With that said, “You’re the Worst” maintains its elegant intelligence in some of its most cartoonish moments. Jimmy’s self-imposed exile and subsequent befriending of an older man who has a similar brand of ornery exile could easily be read as a hackneyed way of illustrating the inevitable future product of Jimmy’s isolationism. In a certain sense, it is. Yet when the parallel between Jimmy and Burt is so obvious, Jimmy’s inability to see the clarity of the connection is a revealing way of exploring the his internal blindness.

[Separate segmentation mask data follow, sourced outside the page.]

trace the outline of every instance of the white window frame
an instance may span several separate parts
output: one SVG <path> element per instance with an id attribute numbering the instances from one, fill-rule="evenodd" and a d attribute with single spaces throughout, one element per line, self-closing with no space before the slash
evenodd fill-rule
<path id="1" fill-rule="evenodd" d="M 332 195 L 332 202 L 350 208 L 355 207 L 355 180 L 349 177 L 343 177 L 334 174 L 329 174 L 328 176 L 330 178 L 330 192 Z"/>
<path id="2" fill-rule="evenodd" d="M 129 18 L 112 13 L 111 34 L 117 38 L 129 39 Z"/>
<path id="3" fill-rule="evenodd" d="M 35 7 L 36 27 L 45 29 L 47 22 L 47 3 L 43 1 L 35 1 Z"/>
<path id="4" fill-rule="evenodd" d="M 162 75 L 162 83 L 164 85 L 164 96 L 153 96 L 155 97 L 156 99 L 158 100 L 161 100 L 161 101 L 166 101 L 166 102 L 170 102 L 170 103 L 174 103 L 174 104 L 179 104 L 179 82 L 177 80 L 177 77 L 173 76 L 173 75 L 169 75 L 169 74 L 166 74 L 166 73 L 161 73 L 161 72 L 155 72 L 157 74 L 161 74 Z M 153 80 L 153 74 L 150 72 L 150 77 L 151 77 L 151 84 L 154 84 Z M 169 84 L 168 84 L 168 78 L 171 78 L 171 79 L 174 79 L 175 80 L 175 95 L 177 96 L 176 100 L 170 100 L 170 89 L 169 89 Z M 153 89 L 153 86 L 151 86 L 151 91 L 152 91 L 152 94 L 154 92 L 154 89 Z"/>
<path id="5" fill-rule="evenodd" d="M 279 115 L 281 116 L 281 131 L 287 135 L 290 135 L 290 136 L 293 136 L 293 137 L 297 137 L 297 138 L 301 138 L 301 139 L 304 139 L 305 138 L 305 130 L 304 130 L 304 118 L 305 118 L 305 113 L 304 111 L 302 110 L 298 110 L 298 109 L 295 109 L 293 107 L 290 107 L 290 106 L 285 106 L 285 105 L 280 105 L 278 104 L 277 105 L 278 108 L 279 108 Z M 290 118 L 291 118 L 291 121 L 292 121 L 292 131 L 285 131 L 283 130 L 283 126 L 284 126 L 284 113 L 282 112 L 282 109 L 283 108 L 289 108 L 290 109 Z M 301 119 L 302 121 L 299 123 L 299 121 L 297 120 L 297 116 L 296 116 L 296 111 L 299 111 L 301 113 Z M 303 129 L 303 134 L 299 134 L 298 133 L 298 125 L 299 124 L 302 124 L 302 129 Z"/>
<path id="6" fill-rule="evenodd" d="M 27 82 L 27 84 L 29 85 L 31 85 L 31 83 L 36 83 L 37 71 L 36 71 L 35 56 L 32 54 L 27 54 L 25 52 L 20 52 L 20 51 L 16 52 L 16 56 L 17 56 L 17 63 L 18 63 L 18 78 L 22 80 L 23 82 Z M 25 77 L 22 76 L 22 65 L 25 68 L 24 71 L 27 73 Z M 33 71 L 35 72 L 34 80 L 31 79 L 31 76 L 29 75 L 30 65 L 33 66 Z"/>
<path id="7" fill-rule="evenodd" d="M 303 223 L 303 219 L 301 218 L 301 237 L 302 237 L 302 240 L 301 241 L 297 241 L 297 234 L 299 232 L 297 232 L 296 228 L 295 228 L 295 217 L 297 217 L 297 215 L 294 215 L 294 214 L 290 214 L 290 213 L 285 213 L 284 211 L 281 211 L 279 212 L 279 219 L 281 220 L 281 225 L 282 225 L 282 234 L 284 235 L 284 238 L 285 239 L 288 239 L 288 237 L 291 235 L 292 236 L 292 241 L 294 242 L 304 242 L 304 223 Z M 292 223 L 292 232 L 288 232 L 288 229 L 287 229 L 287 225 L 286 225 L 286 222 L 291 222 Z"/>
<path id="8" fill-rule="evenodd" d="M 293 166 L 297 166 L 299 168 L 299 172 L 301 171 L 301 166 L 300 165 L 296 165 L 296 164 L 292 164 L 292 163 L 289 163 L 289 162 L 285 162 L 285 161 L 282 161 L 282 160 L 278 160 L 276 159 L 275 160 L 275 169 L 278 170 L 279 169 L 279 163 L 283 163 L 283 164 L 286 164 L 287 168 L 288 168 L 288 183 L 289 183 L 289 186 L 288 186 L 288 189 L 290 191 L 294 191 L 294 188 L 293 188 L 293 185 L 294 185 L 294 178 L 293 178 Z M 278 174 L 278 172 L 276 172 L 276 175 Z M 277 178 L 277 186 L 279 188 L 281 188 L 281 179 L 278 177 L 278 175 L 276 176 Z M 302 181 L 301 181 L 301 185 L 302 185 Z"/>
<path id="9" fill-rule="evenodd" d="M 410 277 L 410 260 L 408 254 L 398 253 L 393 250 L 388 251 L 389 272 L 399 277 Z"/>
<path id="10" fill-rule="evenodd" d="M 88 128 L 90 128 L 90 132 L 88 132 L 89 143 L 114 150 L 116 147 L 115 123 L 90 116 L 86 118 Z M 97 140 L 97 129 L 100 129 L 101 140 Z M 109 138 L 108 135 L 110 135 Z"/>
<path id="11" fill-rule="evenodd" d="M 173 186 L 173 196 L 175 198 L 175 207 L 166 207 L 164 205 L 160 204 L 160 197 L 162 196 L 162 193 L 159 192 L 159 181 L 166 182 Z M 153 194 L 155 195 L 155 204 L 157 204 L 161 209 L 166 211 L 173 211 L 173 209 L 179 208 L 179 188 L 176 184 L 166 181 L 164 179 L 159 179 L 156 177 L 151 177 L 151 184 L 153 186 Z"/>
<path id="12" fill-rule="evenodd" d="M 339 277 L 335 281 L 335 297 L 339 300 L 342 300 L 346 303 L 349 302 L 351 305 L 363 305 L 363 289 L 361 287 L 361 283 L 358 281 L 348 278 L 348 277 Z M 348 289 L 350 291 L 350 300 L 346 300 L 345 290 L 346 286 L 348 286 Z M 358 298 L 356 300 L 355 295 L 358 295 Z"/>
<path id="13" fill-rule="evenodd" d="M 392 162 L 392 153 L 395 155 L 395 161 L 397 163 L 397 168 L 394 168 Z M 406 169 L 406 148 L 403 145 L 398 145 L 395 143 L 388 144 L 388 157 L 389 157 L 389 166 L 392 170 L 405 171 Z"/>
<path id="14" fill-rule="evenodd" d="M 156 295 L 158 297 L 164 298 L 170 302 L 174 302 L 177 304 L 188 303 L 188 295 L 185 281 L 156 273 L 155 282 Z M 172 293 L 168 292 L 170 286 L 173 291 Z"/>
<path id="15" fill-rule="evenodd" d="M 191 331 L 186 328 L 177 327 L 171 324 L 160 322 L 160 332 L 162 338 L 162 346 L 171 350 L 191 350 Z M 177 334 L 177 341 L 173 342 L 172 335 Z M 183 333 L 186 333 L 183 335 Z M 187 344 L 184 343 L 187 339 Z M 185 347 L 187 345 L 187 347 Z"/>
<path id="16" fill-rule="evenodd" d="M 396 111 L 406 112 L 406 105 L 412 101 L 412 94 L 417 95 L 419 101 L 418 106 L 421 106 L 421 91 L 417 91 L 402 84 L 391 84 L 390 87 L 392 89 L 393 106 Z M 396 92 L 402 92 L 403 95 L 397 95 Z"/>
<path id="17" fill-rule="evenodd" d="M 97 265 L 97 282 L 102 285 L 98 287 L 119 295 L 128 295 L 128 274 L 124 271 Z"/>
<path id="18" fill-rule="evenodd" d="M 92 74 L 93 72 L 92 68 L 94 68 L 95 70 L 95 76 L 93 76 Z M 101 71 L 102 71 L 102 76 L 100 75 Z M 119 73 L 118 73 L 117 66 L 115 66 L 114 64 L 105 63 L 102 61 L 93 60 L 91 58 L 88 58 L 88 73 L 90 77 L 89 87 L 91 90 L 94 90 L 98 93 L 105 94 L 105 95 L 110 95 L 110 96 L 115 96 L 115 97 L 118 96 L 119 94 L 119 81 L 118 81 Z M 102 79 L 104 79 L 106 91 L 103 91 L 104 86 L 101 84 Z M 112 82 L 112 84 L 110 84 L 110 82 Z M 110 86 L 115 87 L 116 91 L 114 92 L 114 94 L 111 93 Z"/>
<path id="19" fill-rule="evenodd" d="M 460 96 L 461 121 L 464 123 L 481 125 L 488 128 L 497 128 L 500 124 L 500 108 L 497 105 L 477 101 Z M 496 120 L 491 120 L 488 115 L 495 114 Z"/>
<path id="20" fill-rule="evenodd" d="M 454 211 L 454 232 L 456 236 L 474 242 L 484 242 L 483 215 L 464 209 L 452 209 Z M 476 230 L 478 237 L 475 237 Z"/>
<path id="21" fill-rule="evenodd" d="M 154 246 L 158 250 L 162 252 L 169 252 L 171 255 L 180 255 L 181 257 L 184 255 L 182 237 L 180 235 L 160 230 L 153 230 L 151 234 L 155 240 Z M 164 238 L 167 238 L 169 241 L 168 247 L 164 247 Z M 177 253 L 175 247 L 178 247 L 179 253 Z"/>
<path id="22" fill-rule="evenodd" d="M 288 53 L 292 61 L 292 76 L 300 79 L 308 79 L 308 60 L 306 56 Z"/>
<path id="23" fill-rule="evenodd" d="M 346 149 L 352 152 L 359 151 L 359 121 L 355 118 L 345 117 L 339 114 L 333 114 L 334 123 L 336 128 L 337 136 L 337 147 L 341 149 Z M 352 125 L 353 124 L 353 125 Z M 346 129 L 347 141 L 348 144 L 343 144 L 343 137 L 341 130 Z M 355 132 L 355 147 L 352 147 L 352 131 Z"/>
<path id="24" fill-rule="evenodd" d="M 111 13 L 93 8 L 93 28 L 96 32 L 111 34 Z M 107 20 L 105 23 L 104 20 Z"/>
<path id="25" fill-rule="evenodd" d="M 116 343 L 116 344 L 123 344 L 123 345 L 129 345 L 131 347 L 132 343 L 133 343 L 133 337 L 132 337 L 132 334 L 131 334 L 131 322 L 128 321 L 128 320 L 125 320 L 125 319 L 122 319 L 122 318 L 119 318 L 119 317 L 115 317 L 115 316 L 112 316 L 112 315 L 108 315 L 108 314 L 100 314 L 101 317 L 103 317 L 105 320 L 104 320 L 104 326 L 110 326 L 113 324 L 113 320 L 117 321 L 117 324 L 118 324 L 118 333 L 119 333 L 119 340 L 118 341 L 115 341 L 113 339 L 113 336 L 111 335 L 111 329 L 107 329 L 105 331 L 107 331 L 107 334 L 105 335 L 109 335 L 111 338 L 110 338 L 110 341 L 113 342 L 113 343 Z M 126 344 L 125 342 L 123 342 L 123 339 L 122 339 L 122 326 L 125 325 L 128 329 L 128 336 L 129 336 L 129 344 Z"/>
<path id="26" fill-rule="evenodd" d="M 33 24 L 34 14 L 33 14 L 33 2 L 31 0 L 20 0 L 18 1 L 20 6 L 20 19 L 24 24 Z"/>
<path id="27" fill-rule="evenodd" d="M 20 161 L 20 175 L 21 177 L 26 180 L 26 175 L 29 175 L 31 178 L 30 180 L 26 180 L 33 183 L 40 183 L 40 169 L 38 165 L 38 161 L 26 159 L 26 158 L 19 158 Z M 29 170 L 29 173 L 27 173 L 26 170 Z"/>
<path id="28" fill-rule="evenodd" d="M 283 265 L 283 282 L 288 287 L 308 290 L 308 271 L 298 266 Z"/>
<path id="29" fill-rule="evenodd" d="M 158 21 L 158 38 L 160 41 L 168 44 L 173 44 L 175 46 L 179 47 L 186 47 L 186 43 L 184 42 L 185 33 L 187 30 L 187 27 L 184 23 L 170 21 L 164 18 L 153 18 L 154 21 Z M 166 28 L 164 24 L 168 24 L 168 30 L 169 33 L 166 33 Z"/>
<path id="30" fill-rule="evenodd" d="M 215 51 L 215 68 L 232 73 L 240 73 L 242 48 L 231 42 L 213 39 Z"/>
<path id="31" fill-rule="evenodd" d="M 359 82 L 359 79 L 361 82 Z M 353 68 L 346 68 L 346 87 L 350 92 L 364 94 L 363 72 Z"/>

He’s not only blind to the way that he has savaged Gretchen’s life and mental stability. He is blind to what his own exile will do—and is doing—to himself. The character work is deeply compelling. Yet, that should not obscure the fact that the show has lost its comedic edge, some of its restraint in the representation of depravity, and some of its subtlety in characterization and thematics.

I do not wish to condemn the show, but I am concerned that without tighter writing, the series will fade into an obscure death. The team behind the show is—if the first season is any indication—too smart to allow that to happen. Moreover, I anticipate that as the show hits its midseason stride, and settles into the strides that “You’re the Worst” is so skilled at subverting, it will fulfill the potential it’s shown before.

It’s just not there right now. One can only hope that it will find its ornery voice once again.